# Naive Bayes Classifier

A <b>Naive Bayes classifier</b> is a probabilistic Machine Learning model that’s used for classification task. The crux of the classifier is based on the Bayes' theorem.

### Bayes' Theorem

$$ P(A/B) = \frac{P(B/A) * P(A)} {P(B)} $$ 
<br>
$$ posterior proababilty = \frac{likelihood * prior} {marginal} $$

Using Bayes theorem, we can find the probability of A happening, given that B has occurred. Here, B is the evidence and A is the hypothesis. 

### Assumptions

Naive Bayes Classifier assumes that <b>each feature acts independent of each other</b> i.e. the presence of one feature is unrelated to the presence or absence of another feature, even if those features are dependent on each other.     
In Layman terms, it beahves as if each feature contributes independently. <br>

So, "eat healthy avoid junk" would have the same effect/weightage as "eat junk avoid healthy".

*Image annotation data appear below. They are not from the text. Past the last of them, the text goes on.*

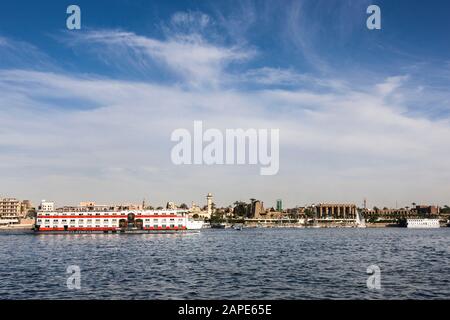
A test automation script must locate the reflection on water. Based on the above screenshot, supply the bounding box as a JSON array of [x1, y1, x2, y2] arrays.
[[0, 228, 450, 299]]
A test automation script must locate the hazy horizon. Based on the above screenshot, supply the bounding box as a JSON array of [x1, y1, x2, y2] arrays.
[[0, 0, 450, 207]]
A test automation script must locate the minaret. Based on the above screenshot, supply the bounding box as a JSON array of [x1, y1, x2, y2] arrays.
[[206, 192, 212, 217]]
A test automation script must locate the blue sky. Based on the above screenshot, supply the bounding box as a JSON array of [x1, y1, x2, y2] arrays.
[[0, 0, 450, 206]]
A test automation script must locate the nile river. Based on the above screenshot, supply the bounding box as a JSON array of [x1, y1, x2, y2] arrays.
[[0, 228, 450, 299]]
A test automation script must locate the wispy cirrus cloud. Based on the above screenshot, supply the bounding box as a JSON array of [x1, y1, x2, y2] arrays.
[[62, 26, 255, 87]]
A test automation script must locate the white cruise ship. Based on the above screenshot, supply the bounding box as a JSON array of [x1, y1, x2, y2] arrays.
[[34, 210, 203, 233], [406, 218, 440, 229]]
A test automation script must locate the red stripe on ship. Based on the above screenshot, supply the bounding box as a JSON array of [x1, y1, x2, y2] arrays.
[[39, 227, 187, 231]]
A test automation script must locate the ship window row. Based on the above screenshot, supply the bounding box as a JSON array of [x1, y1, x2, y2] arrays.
[[38, 212, 182, 216]]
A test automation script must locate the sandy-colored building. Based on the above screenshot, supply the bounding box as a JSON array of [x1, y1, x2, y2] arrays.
[[0, 198, 32, 217]]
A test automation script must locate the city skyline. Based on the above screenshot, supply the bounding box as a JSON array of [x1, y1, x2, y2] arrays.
[[0, 0, 450, 207]]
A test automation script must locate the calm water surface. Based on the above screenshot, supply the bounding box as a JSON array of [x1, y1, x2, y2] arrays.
[[0, 228, 450, 299]]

### Types of Naive Bayes Classifier:

The different Naive Bayes classifiers differ mainly by the assumptions they make regarding the distribution of $ P(\frac{x_i}{y})$. <br>

#### Gaussian Naive Bayes:
When the predictors take up a continuous value and are not discrete, we assume that these values are sampled from a gaussian distribution. Since the way the values are present in the dataset changes, the formula for conditional probability changes to,
$$ 
P(\frac{x_i}{y}) = \frac{1}{\sqrt{2πσ_y^2}} exp(\frac{-(x_i-u_i)^2}{2σ_y^2})
$$


#### Multinomial Naive Bayes:
This is mostly used for document classification problem, i.e whether a document belongs to the category of sports, politics, technology etc. The features/predictors used by the classifier are the frequency of the words present in the document.

#### Bernoulli Naive Bayes:
This is similar to the multinomial naive bayes but the predictors are boolean variables. The parameters that we use to predict the class variable take up only values yes or no, for example if a word occurs in the text or not.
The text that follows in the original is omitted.